"Sanierung light" analog zum Gebäudetyp E?
Der Gebäudesektor ist für 36 Prozent der Treibhausgasemissionen verantwortlich. Das Bundes-Klimaschutzgesetz sieht vor, dass die Emissionen bis 2030 um 65 Prozent im Vergleich zu 1990 gesenkt werden. Dieses Ziel kann aber nur erreicht werden, wenn der Wohnungsbestand mit hohem Tempo nachhaltig energetisch saniert wird.
Doch die Sanierungsaktivitäten gehen weiter zurück. Das Immobilienhaus Aengevelt führt das unter anderem auf gesetzliche Regelungen zurück und empfiehlt die Zulassung einer "Sanierung light" analog zum Gebäudetyp E im Neubau. Beim Bundesverband energieeffiziente Gebäudehülle (BuVEG) hält man das für realitätsfern.
Rückgang der Sanierungsdynamik: mögliche Gründe
Eine Umfrage von Aengevelt Immobilien zeigt, dass bei Sanierungen mit wenig Dynamikzuwachs zu rechnen ist. Nur 24 Prozent der befragten Eigentümer prognostizieren eine Zunahme der Investitionen in die Modernisierung und Instandsetzung von Bestandswohnungen. Bei rein energetischen Sanierungen ist der Anteil mit 34 Prozent etwas höher. Das wird auf diese Gründe zurückgeführt:
- § 48 Gebäudeenergiegesetz (GEG 2024) schreibt hohe Dämmstandards vor. Bei diesen Anforderungen unterbleiben Sanierungen oft ganz. "Light"-Dämmungen könnten laut Aengevelt bis zu 80 Prozent der gesetzlichen Standards erreichen.
- Das GEG 2024 hat zu einer Verunsicherung bei vielen Gebäudeeigentümern geführt. Sanierungsinvestitionen werden eher vorgenommen, wenn die Rahmenbedingungen langfristig auskömmlich und verlässlich sind.
- Zur Verunsicherung hat auch die Diskussion über eine Sanierungspflicht auf EU-Ebene beigetragen, die viele Eigentümer zögern lässt, Investitionen vorzunehmen, die sich in naher Zukunft als falsch erweisen könnten.
- Die Umrüstung auf Fernwärme wird durch mangelnde lokale Verfügbarkeit, überteuerte Anschlusskosten und Abhängigkeit vom Versorger gehemmt.

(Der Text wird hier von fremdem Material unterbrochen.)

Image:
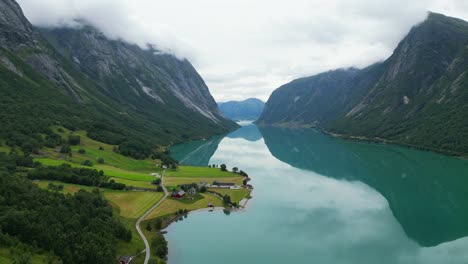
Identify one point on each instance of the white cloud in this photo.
(248, 48)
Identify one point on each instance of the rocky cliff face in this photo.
(249, 109)
(113, 89)
(418, 96)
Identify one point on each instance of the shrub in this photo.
(65, 149)
(87, 163)
(223, 167)
(74, 140)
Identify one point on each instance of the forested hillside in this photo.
(77, 78)
(417, 97)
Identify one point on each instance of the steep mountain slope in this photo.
(80, 79)
(418, 96)
(249, 109)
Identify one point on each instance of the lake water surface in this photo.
(320, 199)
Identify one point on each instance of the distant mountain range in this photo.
(249, 109)
(80, 79)
(417, 97)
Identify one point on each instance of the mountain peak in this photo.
(15, 29)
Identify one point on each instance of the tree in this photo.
(223, 167)
(244, 182)
(227, 199)
(74, 140)
(158, 224)
(65, 149)
(87, 163)
(203, 189)
(159, 245)
(156, 182)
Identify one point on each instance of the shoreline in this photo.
(372, 140)
(207, 209)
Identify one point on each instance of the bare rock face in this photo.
(418, 96)
(15, 29)
(114, 89)
(147, 72)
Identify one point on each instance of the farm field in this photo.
(132, 204)
(199, 172)
(174, 181)
(170, 206)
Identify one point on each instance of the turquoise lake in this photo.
(320, 199)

- Die steuerlichen Regelungen zum anschaffungsnahen Erhaltungsaufwand führen dazu, dass Erwerber von Bestandsimmobilien häufig auf eine umfassende Sanierung verzichten, weil sie die Kosten nicht sofort steuerlich geltend machen, sondern nur über eine Haltefrist von 50 Jahren abschreiben können, wenn sie innerhalb von drei Jahren ab Erwerb die Schwelle von 15 Prozent der Anschaffungskosten überschreiten.
- Seit der Verschärfung des § 559 BGB unterlassen viele Eigentümer Modernisierungsmaßnahmen, weil die Miete nur noch um acht Prozent der Kosten erhöht werden kann, wobei zusätzlich Einschränkungen und Kappungsgrenzen gelten.
- Die Mehrheit der Gebäudeeigentümer sind Rentenempfänger: Diese Eigentümer sind mit der Planung, Ausführung und Finanzierung von Sanierungen häufig überfordert und rechnen nicht damit, die Amortisation der Investition noch zu erleben.
Eine Ausnahmeklausel für energetische Maßnahmen bei der steuerlichen Regelung des anschaffungsnahen Erhaltungsaufwands könnte laut Aengevelt flankierend zu einer "Sanierung light"-Lösung helfen, die Sanierungsquote zu steigern, ebenso wie die Rücknahme der Einschränkungen von sanierungsabhängigen Mieterhöhungsmöglichkeiten.
BuVEG: Sanierungsbooster statt "Sanierung light"
Auch die Quote für energetische Sanierungen im Wohngebäudebestand ist 2025 mit 0,67 Prozent rückläufig – nach 0,69 Prozent im Vorjahr, 0,70 Prozent 2023 und 0,88 Prozent im Jahr 2022 ist das ein neuer Tiefpunkt. Um die Klimaziele zu erreichen, müsste die jährliche Sanierungsrate bei rund zwei Prozent liegen.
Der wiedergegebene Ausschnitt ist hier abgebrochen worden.